Diagram showing a hypothetical in-season corn yield forecast. A biomass growth curve is simulated using observed weather up to the forecast date, then projected with historical weather data to estimate a range of possible end-of-season yields. A histogram shows the distribution of forecasted yields compared to the long-term mean.
Figure 3. a) Diagram showing how the yield forecasts are performed with Hybrid-Maize. b) The distribution of possible end-of-season yields. c) Comparison of the distribution of forecasted yields against the long-term (20plus year) mean yield (black arrow) allows to estimate the probability (P) of above-average end-of-season yield (dashed area).

What to Expect During the Growing Season

Early in the season (June), yield forecasts for the current season mainly rely on historical weather and the range of forecasted yields will be wide and almost identical to the range of yields based on the historical weather data alone. As the season progresses (early July to August), and more of the current season’s weather data are used in the simulations, the range of forecast yields will start to converge and may deviate from the long-term average yield (or not) depending upon similarity of the current season’s weather relative to the long-term average weather patterns. As the crop approaches maturity (end of August-September), the range of forecasted yields will further converge, and the final yield can be forecasted with greater confidence. 

How to Use These Forecasts to Inform Farm Decisions

When complemented with other sources of information, personal experience and best judgment, the information provided by the YFC allows adjusting yield goals for the current growing season in comparison to normal years, and in some cases this insight can support management decisions such as timing and amounts of fertilization and irrigation, or application of pesticides during the grain filling period. Information from simulations during grain filling provides additional information to guide marketing decisions for all participants in the corn supply chain at regional and national levels (producers, livestock sector, ethanol industry, insurance companies, companies involved in commercialization and transportation, and policymakers). 

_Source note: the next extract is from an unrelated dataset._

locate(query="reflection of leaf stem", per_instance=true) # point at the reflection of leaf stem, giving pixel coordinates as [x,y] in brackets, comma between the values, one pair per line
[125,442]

Four yield forecasts will be released as CropWatch articles during the 2025 crop season, starting from late July. We will also provide information on the range of forecasted potential yields, probabilities for above-, near-, or below-normal yields, and information about crop phenology and the probability of an early killing frost. Forecasts will be discussed in relation to current season’s weather versus the normal weather for each location to identify regions where yields are predicted to be well above, below, or near the long-term average.